Not ten yards ahead Tietjens saw a tea-tray, the underneath of a black-lacquered tea-tray, gliding towards them: mathematically straight, just rising from the mist. He shouted: mad: the blood in his head. His shout was drowned by the scream of the horse: he had swung it to the left. The cart turned up: the horse emerged from the mist: head and shoulders: pawing. A stone sea-horse from the fountain of Versailles! Exactly that! Hanging in air for an eternity: the girl looking at it, leaning slightly forward.
The horse didn't come over backwards: he had loosened the reins. It wasn't there any more. The damndest thing that could happen! He had known it would happen. He said:
"We're all right now!" There was a crash and scraping: like twenty tea-trays: a prolonged sound. They must be scraping along the mud-guard of the invisible car. He had the pressure of the horse's mouth: the horse was away: going hell for leather. He increased the pressure. The girl said:
"I know I'm all right with you."
They were suddenly in bright sunlight: cart: horse: commonplace hedgerows. They were going uphill: a steep brae. He wasn't certain she hadn't said: "Dear!" or "My dear!" Was it possible after so short . . .? But it had been a long night. He was, no doubt, saving her life too. He increased his pressure on the horse's mouth gently: up to all his twelve stone: all his strength. The hill told too. Steep, white road between shaven grass banks!
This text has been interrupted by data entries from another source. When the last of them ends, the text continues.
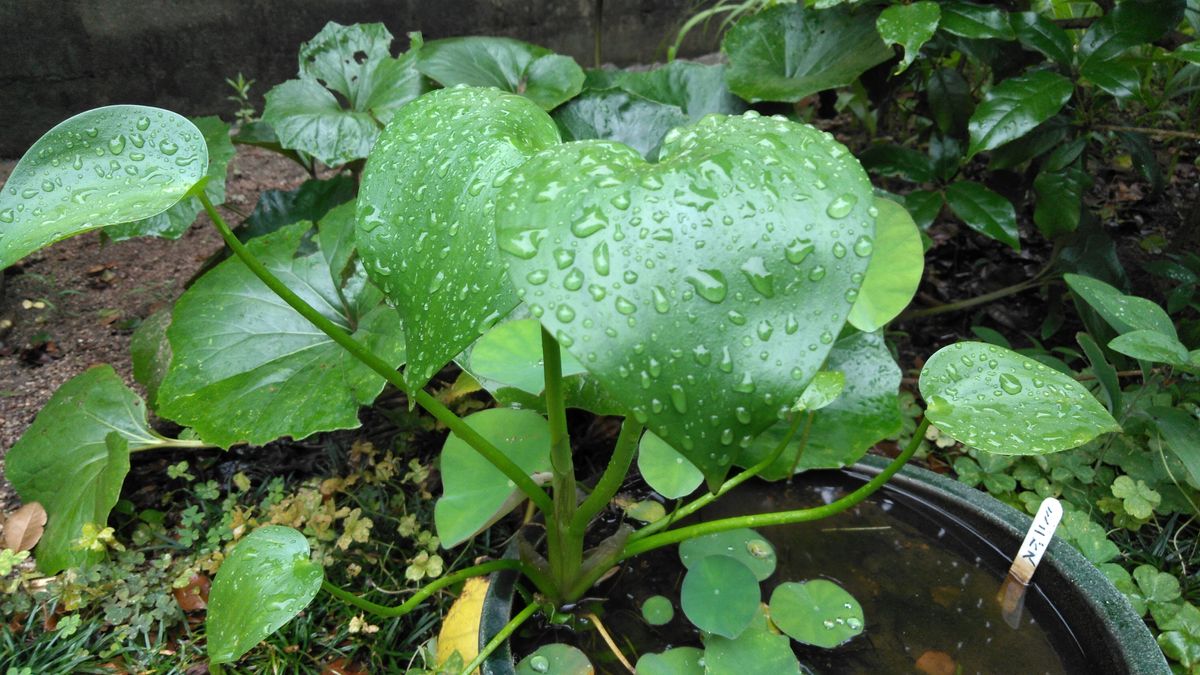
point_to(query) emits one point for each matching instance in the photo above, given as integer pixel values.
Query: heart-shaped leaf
(263, 583)
(475, 494)
(544, 77)
(103, 167)
(816, 613)
(909, 25)
(865, 413)
(790, 52)
(249, 368)
(174, 221)
(354, 61)
(70, 444)
(702, 292)
(1002, 402)
(720, 596)
(426, 214)
(898, 261)
(1017, 106)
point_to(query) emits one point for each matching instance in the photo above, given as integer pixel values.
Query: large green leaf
(247, 368)
(73, 459)
(426, 211)
(898, 261)
(354, 61)
(910, 27)
(1002, 402)
(1015, 107)
(544, 77)
(99, 168)
(790, 52)
(984, 211)
(867, 412)
(475, 494)
(702, 292)
(174, 221)
(263, 583)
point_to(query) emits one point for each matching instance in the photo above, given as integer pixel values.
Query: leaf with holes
(1002, 402)
(426, 210)
(705, 291)
(103, 167)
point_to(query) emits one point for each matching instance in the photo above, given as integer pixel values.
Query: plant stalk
(435, 407)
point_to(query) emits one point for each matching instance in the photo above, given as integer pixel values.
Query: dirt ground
(76, 304)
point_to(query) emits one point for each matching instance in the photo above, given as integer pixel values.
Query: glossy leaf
(475, 494)
(103, 167)
(789, 52)
(617, 115)
(744, 545)
(426, 213)
(898, 261)
(546, 78)
(249, 368)
(984, 211)
(909, 25)
(665, 470)
(816, 613)
(1006, 404)
(1015, 107)
(81, 438)
(263, 583)
(1123, 312)
(709, 246)
(355, 63)
(977, 22)
(867, 412)
(720, 596)
(679, 661)
(759, 650)
(174, 221)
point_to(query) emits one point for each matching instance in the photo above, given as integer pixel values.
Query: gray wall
(63, 57)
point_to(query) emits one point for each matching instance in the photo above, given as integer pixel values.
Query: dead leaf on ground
(24, 527)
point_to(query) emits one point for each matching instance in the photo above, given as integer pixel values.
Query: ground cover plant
(717, 278)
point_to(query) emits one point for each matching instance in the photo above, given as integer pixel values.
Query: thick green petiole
(455, 423)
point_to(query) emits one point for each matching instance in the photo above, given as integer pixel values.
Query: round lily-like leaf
(790, 52)
(841, 432)
(544, 77)
(474, 493)
(895, 269)
(743, 545)
(720, 596)
(249, 368)
(665, 470)
(73, 460)
(103, 167)
(426, 210)
(1002, 402)
(816, 613)
(265, 580)
(703, 292)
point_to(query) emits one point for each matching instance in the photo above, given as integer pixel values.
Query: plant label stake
(1037, 539)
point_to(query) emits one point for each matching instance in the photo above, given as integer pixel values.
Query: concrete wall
(63, 57)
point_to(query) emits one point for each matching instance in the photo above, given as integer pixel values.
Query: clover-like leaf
(263, 584)
(75, 457)
(705, 291)
(475, 494)
(249, 368)
(789, 52)
(99, 168)
(546, 78)
(999, 401)
(426, 213)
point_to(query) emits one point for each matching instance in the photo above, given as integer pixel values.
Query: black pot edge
(1098, 613)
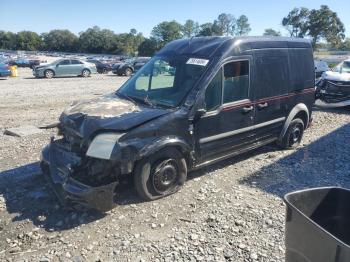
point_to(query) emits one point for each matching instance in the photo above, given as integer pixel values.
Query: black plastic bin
(318, 225)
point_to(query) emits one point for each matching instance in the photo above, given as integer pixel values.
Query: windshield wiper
(127, 97)
(148, 101)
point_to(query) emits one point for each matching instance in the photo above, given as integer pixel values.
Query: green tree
(60, 40)
(271, 32)
(8, 40)
(166, 32)
(225, 24)
(209, 29)
(27, 40)
(95, 40)
(325, 24)
(296, 22)
(190, 28)
(148, 47)
(127, 44)
(345, 45)
(242, 26)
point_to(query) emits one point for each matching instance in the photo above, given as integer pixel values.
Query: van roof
(225, 46)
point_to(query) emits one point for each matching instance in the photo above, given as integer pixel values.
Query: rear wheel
(49, 73)
(161, 174)
(294, 134)
(128, 71)
(85, 73)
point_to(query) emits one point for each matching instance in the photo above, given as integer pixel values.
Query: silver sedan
(65, 67)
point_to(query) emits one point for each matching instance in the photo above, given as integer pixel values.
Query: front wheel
(294, 134)
(85, 73)
(160, 174)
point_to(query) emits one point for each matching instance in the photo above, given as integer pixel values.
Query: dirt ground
(230, 211)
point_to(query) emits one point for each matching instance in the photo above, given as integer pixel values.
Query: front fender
(162, 142)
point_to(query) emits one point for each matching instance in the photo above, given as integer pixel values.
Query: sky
(120, 16)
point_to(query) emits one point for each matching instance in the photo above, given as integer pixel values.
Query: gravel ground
(231, 211)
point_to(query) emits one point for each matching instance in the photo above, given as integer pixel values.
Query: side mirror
(200, 112)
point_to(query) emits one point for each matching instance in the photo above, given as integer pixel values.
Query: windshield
(346, 66)
(164, 81)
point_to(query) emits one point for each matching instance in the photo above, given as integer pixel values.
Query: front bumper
(38, 73)
(5, 73)
(56, 164)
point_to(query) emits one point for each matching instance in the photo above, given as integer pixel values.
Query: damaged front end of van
(84, 162)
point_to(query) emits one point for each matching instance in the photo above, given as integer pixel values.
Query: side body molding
(296, 109)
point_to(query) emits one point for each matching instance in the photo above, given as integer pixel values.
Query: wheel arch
(299, 111)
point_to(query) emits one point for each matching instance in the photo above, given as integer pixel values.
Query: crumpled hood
(109, 112)
(336, 76)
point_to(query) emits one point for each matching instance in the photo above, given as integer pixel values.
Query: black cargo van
(214, 98)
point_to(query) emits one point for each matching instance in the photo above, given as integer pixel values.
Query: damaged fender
(102, 145)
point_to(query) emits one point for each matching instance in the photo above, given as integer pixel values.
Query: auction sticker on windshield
(197, 61)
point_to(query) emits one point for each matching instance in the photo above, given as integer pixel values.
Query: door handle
(247, 109)
(263, 105)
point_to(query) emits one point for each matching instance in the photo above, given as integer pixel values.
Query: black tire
(85, 73)
(49, 73)
(160, 174)
(294, 134)
(128, 71)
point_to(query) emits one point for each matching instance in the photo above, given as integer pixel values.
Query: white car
(333, 89)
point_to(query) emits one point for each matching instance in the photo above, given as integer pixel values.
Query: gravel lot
(229, 211)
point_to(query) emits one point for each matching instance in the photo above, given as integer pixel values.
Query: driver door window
(156, 79)
(64, 62)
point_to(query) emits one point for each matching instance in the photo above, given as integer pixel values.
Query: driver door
(62, 68)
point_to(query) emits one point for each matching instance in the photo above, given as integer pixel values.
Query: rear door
(76, 67)
(227, 123)
(270, 88)
(62, 68)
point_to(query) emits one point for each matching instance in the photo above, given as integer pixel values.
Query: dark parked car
(226, 96)
(102, 68)
(4, 70)
(129, 66)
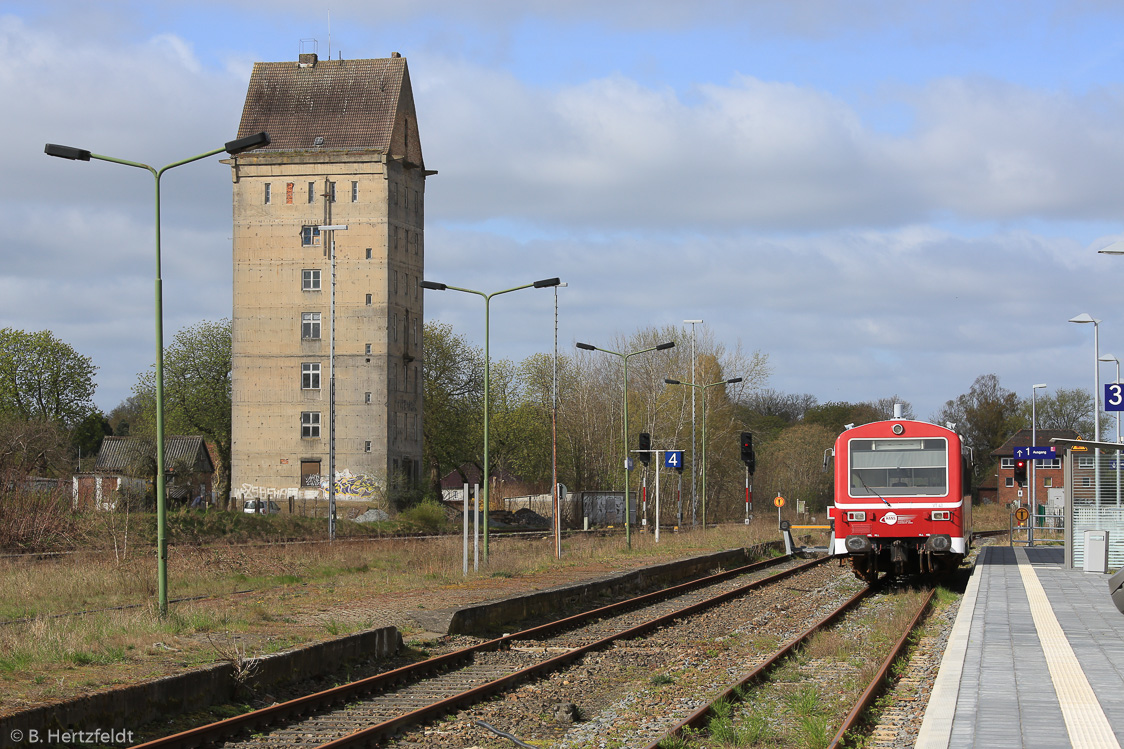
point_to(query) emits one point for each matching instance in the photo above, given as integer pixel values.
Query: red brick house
(1048, 474)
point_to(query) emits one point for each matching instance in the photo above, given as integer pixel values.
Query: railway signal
(645, 445)
(1020, 470)
(748, 456)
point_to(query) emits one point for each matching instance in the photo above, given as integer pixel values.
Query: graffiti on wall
(349, 486)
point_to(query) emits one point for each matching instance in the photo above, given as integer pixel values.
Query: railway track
(378, 709)
(717, 719)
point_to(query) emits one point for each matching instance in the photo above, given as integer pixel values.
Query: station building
(345, 152)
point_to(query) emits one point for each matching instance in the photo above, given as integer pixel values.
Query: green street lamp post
(624, 358)
(233, 147)
(704, 389)
(433, 286)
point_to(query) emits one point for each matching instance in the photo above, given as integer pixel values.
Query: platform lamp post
(624, 358)
(704, 389)
(1112, 358)
(433, 286)
(233, 147)
(554, 434)
(1034, 462)
(1085, 317)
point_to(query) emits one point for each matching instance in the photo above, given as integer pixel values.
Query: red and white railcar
(902, 501)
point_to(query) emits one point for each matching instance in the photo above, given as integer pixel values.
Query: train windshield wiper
(872, 492)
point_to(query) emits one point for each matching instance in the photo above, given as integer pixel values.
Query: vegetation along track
(597, 646)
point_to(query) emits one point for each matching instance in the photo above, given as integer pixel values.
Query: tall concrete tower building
(344, 152)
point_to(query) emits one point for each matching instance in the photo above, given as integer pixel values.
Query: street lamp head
(248, 143)
(66, 152)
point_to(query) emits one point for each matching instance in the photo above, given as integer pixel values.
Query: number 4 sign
(1114, 396)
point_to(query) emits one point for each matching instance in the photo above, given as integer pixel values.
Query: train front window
(897, 468)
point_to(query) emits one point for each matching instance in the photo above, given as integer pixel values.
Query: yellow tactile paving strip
(1085, 720)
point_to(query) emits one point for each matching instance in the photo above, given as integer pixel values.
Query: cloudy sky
(882, 197)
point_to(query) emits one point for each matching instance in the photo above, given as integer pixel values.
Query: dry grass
(297, 593)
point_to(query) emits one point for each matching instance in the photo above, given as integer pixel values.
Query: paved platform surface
(1035, 658)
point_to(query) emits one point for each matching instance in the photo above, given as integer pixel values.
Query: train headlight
(940, 543)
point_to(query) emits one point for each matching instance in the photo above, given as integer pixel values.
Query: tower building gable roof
(334, 105)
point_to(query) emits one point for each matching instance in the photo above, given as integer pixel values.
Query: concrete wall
(133, 706)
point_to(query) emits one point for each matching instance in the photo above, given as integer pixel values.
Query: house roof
(124, 453)
(333, 105)
(1022, 439)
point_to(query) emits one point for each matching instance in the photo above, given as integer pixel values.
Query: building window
(310, 376)
(310, 326)
(309, 236)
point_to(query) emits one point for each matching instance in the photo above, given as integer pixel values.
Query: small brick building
(1048, 474)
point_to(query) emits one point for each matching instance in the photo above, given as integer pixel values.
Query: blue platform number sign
(1114, 396)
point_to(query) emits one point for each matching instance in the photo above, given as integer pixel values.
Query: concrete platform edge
(936, 725)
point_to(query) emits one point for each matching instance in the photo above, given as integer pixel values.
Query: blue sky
(882, 197)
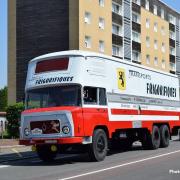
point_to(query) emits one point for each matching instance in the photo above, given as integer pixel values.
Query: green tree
(13, 117)
(3, 99)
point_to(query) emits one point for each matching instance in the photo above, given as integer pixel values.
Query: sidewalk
(11, 145)
(10, 150)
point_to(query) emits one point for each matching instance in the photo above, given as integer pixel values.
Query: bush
(3, 99)
(13, 117)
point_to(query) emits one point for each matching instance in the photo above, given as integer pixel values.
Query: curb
(14, 146)
(17, 159)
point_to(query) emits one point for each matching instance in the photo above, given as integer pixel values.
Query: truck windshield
(53, 97)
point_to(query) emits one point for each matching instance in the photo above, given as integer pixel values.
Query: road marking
(17, 152)
(120, 165)
(4, 166)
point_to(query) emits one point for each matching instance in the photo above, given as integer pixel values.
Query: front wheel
(45, 154)
(98, 148)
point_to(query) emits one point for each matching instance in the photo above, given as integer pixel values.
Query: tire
(121, 144)
(98, 148)
(45, 154)
(152, 141)
(165, 136)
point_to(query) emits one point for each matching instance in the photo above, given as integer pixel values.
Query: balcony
(172, 51)
(136, 57)
(172, 67)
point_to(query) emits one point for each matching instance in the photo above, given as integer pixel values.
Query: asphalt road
(136, 164)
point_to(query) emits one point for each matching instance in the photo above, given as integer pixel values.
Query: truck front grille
(45, 127)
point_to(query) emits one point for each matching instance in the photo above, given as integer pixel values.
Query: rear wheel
(152, 141)
(98, 148)
(44, 152)
(165, 136)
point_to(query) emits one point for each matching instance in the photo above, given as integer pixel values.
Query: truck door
(94, 108)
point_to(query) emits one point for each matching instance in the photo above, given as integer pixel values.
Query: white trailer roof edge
(93, 54)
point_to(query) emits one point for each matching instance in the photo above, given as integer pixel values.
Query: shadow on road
(31, 159)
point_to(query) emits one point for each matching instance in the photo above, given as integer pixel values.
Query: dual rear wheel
(160, 137)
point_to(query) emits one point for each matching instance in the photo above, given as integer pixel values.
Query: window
(172, 66)
(90, 95)
(156, 61)
(147, 59)
(155, 9)
(171, 19)
(172, 50)
(163, 64)
(53, 97)
(162, 13)
(101, 46)
(147, 23)
(136, 56)
(87, 41)
(117, 29)
(101, 3)
(147, 4)
(137, 2)
(116, 8)
(136, 36)
(172, 35)
(93, 95)
(117, 50)
(102, 97)
(155, 26)
(87, 17)
(135, 17)
(147, 41)
(101, 23)
(163, 47)
(155, 44)
(163, 30)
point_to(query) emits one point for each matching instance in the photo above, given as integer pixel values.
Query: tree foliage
(3, 99)
(13, 117)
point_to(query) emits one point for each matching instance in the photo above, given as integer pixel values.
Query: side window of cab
(94, 96)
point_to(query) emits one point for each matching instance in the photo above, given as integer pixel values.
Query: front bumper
(71, 140)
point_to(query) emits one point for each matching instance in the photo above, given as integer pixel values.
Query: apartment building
(141, 31)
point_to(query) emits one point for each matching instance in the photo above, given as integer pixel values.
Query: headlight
(65, 129)
(26, 132)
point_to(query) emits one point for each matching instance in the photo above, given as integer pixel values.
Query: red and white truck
(82, 100)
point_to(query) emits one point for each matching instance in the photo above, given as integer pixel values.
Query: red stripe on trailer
(143, 112)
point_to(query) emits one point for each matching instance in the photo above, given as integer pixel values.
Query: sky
(175, 4)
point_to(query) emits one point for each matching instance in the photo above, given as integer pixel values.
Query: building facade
(141, 31)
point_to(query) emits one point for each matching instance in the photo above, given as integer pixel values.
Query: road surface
(136, 164)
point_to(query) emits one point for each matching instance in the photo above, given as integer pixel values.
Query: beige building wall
(73, 24)
(11, 51)
(159, 36)
(92, 29)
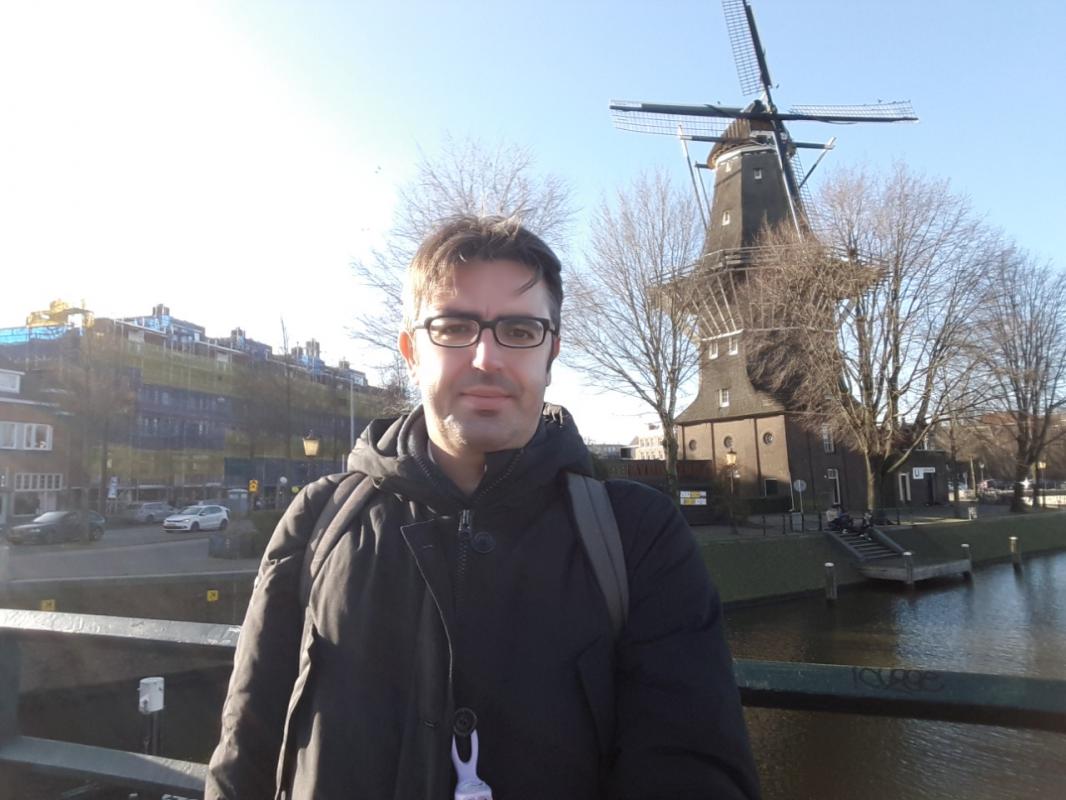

Stop; damn you! Poor beast . . . The girl fell out of the cart. No! jumped clear! Out to the animal's head. It threw its head up. Nearly off her feet: she was holding the bit. . . . She couldn't! Tender mouth . . . afraid of horses. . . . He said:
"Horse cut!" Her face like a little white blancmange!
"Come quick," she said.
"I must hold a minute," he said, "might go off if I let go to get down. Badly cut?"
"Blood running down solid! Like an apron," she said.